While I think it is wise and sane to use an assembly language step. Not all compilers do and do not assume that all compilers do. Some output objects.
Yes that assembly is naturally partial, external functions (labels) and variables (labels) cannot be resolved at the object level. The linker has to do that.
So the target (x86, arm, etc) does affect the construction of the elf file as
there are certain items, magic numbers specific to the target. As mentioned the operating system and or kernel do affect the elf in that there are rules for construction of the binary for that kernel or operating system. Remember that elf is just a container like tar or zip or mkv etc. Do not assume that the operating system can handle every possible choice you want to make with the contents that the linker will allow (the tools are dumb, do what they are told).
So your source.
All the relevant sources that go with it including system includes, compiler includes and your includes.

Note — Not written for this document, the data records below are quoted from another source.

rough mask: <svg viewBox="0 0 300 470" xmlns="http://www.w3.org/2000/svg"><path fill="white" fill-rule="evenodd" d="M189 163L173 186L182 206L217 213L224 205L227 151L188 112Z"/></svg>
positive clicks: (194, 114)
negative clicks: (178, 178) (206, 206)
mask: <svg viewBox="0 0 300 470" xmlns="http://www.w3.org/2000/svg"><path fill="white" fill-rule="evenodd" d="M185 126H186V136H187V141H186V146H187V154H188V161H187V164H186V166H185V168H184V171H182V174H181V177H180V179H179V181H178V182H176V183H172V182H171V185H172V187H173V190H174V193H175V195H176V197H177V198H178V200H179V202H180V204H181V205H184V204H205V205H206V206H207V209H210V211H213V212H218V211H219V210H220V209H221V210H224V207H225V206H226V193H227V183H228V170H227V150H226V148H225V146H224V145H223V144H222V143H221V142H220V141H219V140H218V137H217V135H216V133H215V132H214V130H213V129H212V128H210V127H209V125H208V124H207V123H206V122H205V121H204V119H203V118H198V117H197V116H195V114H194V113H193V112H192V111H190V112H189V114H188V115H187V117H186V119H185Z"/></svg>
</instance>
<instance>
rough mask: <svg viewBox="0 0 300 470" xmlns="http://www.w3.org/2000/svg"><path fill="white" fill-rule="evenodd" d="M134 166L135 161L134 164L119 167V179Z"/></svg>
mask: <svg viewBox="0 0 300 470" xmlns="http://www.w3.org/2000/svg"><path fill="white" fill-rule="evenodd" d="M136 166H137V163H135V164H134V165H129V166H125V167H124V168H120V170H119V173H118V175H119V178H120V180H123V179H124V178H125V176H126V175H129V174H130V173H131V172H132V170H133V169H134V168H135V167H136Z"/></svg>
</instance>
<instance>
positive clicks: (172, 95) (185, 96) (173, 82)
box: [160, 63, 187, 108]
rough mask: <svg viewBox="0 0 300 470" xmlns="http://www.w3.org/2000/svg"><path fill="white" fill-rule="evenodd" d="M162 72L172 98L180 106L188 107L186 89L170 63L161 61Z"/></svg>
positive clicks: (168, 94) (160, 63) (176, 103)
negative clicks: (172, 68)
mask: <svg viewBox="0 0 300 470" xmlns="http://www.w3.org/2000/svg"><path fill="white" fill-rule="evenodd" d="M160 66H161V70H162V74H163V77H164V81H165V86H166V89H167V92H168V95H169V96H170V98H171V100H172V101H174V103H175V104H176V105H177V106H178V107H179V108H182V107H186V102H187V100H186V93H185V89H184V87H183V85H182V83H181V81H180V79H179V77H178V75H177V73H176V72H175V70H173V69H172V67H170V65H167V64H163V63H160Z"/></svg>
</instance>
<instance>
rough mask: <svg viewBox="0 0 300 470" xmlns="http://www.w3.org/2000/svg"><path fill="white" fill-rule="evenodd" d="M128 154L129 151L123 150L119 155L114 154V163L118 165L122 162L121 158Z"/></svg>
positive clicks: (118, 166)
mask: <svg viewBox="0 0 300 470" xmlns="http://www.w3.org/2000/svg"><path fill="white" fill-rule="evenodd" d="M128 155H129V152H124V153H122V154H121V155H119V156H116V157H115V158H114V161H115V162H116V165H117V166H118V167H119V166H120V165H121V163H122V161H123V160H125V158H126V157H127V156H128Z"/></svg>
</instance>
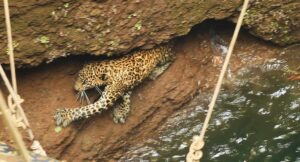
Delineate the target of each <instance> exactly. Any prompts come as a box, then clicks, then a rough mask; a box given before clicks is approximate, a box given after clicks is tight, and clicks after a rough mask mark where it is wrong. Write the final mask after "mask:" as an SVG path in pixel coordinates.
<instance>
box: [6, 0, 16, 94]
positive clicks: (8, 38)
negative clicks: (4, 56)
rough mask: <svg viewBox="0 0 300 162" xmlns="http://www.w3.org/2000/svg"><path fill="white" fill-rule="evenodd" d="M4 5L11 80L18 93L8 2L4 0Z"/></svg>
mask: <svg viewBox="0 0 300 162" xmlns="http://www.w3.org/2000/svg"><path fill="white" fill-rule="evenodd" d="M3 3H4V14H5V23H6V31H7V32H6V33H7V40H8V54H9V65H10V72H11V80H12V85H13V89H14V91H15V92H16V93H18V90H17V77H16V68H15V58H14V52H13V48H14V47H13V41H12V34H11V33H12V32H11V24H10V16H9V15H10V14H9V7H8V0H3Z"/></svg>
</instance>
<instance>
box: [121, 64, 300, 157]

gcc/g++ is a wrapper program that manages the steps.
calls the pre-processor expands includes and defines into one file (no magic here)
call the compiler to parse that one file into internal tables, think pseudo code and data
many, many possible optimizers that operate on these structures
backend, including peephole optimizer, turns the tables into assembly language (for gnu at least)
assembler is called to turn the asm into an object
If all the objects are specified and gcc is told to link, then...
Linker combines all the objects for the binary, including the bootstrap, including already built libraries, stubs, etc, and command line or more likely a linker script (linker script and bootstrap have an intimate relationship they are not assumed to be separable and not part of the compiler they are part of a C library, etc).
Kernel module loader or operating system application loader fed the file and per the rules of that loader loads and runs the program.